Fig. 4.
Induced up-regulation of the membrane-bound hIL-5R isoform by IL-5.
(A) Flow cytometry plots of FDC-P1-MINI-1.1 cells labeled with the lipophilic chromophore PKH2-GL. Cell growth in human IL-5 (bottom panel) showed a single population, which parallels spontaneous autocrine outgrowth (middle panel). If a fast proliferating subpopulation were present, dilution of the fluorescent dye would be much more pronounced and would approach fluorescence intensities as shown for cells grown in IL-4-containing medium (top panel). Representative of 2 independent experiments. (B) RT-PCR analysis of IL-5Rα isoform mRNA expression by FDC-P1-MINI-1.1 cells grown in medium containing EL4 CM, IL-5 alone, IL-4 alone, or IL-4 and IL-5 combined.
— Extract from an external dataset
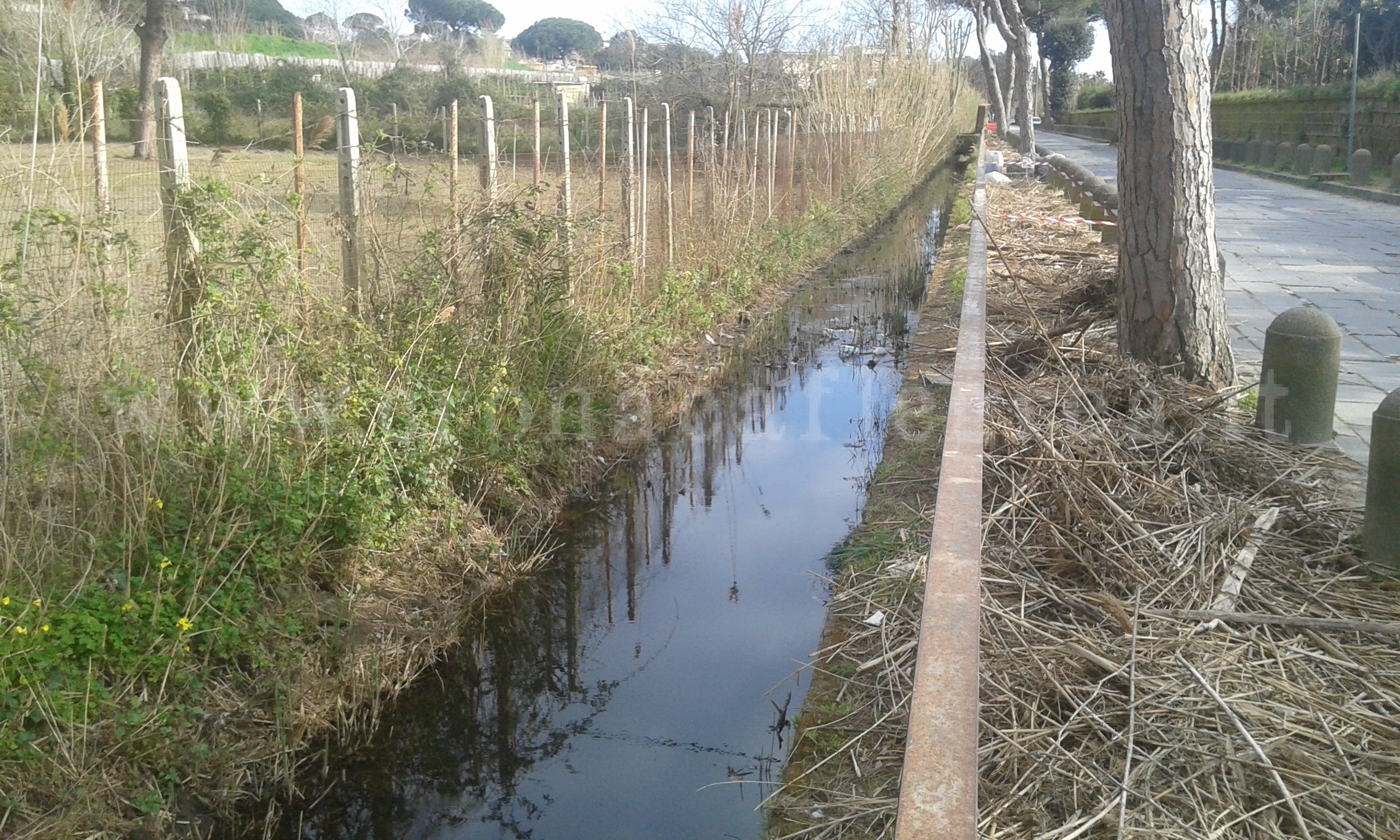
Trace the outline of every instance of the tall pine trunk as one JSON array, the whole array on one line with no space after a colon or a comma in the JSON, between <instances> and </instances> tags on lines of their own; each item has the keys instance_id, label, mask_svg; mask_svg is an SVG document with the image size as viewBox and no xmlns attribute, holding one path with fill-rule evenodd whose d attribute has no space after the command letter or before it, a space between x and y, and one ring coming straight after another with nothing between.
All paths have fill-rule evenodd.
<instances>
[{"instance_id":1,"label":"tall pine trunk","mask_svg":"<svg viewBox=\"0 0 1400 840\"><path fill-rule=\"evenodd\" d=\"M1015 3L1016 0L1007 0L1007 3ZM1016 17L1021 17L1019 13ZM1022 21L1018 28L1021 29L1016 38L1015 52L1016 52L1016 151L1022 154L1036 150L1036 126L1035 126L1035 104L1036 104L1036 64L1030 57L1030 31Z\"/></svg>"},{"instance_id":2,"label":"tall pine trunk","mask_svg":"<svg viewBox=\"0 0 1400 840\"><path fill-rule=\"evenodd\" d=\"M155 80L161 76L161 53L169 28L165 24L167 0L146 0L146 20L136 24L141 42L141 64L136 78L136 143L133 154L141 160L155 157Z\"/></svg>"},{"instance_id":3,"label":"tall pine trunk","mask_svg":"<svg viewBox=\"0 0 1400 840\"><path fill-rule=\"evenodd\" d=\"M1235 378L1215 242L1210 29L1194 0L1107 0L1119 120L1119 340L1193 381Z\"/></svg>"},{"instance_id":4,"label":"tall pine trunk","mask_svg":"<svg viewBox=\"0 0 1400 840\"><path fill-rule=\"evenodd\" d=\"M993 120L997 123L998 132L1005 132L1007 123L1011 120L1007 113L1007 101L1001 95L1001 80L997 77L997 63L991 60L991 53L987 52L987 10L983 3L984 0L974 0L977 56L981 60L981 73L987 80L987 98L991 99Z\"/></svg>"}]
</instances>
The upper part of each panel shows the products of a competitive PCR; the lower part represents PCR data using primers for the TM-transcript only. TM-transcripts are detected in the presence of IL-5, but also, although at a lower level, and with slower kinetics in the presence of IL-4 plus IL-5. Representative of 2 independent experiments. (C) FDC-P1-MINI-1.1 cells transfected with the pSVZeo-mIL-5Rα vector, which directs the expression of the murine IL-5Rα subunit, will grow in the presence of murine IL-5, independent of hIL-5. Under these conditions, switch of isoform expression of hIL-5Rα transcripts from the minigene was also observed (arrow). Sampling time points are shown. Representative of 2 independent experiments.